I am keenly aware that cancer may rear its ugly head once again in the coming decades. But I live with hope rather than fear — because I am aware of the disease. I am aware of my risk. I am aware of the beautiful and ugly truths associated with the disease. I am aware of the toll it takes on a Family. I am aware of the power and peace that comes through breast cancer education and training. Finally, I am aware that there is life during and after cancer.

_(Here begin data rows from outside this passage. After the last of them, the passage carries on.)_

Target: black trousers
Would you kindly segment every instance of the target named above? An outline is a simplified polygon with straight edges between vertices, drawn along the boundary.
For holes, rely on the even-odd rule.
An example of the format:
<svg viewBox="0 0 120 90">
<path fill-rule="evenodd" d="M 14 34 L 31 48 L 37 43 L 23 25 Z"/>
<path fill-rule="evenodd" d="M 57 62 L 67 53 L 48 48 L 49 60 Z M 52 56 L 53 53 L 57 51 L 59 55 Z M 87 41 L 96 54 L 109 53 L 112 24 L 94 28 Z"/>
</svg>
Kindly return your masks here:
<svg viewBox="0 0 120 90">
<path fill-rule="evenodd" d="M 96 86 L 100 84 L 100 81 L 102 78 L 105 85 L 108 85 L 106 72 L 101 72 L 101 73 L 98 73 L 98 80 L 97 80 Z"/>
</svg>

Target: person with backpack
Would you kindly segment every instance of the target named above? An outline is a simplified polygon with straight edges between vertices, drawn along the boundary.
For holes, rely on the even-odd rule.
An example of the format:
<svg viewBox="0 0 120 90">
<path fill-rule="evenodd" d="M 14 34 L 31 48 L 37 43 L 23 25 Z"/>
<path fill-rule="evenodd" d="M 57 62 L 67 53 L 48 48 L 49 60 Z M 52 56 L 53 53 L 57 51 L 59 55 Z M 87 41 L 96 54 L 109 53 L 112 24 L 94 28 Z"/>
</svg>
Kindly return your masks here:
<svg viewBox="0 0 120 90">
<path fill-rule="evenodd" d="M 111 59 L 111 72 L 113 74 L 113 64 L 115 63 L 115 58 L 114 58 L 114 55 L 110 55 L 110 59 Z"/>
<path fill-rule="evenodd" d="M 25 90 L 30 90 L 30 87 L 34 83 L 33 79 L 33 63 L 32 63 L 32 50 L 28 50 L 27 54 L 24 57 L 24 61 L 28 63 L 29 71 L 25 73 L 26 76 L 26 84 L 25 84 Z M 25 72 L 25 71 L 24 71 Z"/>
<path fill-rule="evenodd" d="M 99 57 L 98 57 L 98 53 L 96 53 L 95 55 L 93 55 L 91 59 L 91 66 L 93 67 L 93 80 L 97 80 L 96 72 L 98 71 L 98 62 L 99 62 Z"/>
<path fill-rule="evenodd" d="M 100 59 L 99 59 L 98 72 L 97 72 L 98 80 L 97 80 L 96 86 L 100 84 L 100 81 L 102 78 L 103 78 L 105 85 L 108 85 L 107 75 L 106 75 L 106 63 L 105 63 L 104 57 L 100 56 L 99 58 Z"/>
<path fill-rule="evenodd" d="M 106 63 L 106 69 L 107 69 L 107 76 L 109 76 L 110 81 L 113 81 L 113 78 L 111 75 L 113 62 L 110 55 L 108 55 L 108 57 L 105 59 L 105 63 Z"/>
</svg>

Awareness is good for nothing if it doesn’t change thoughts and behaviors. At the end of this Breast Cancer Awareness Month I hope that through my story, you too have become truly aware.
This week’s breast cancer awareness points are:
The grief process is essential to healing. It should not be unnaturally forced or delayed.
Reconstruction is not just a physical pursuit.
The influence of a spouse cannot be overstated. Be patient. Be complimentary. Be selfless.
Breast self-exams are not performed to find cancer, they are performed regularly in order to know what is normal and to detect a change, should it occur.
Early detection saved my life.
Awareness is not a pink ribbon. Awareness is a verb.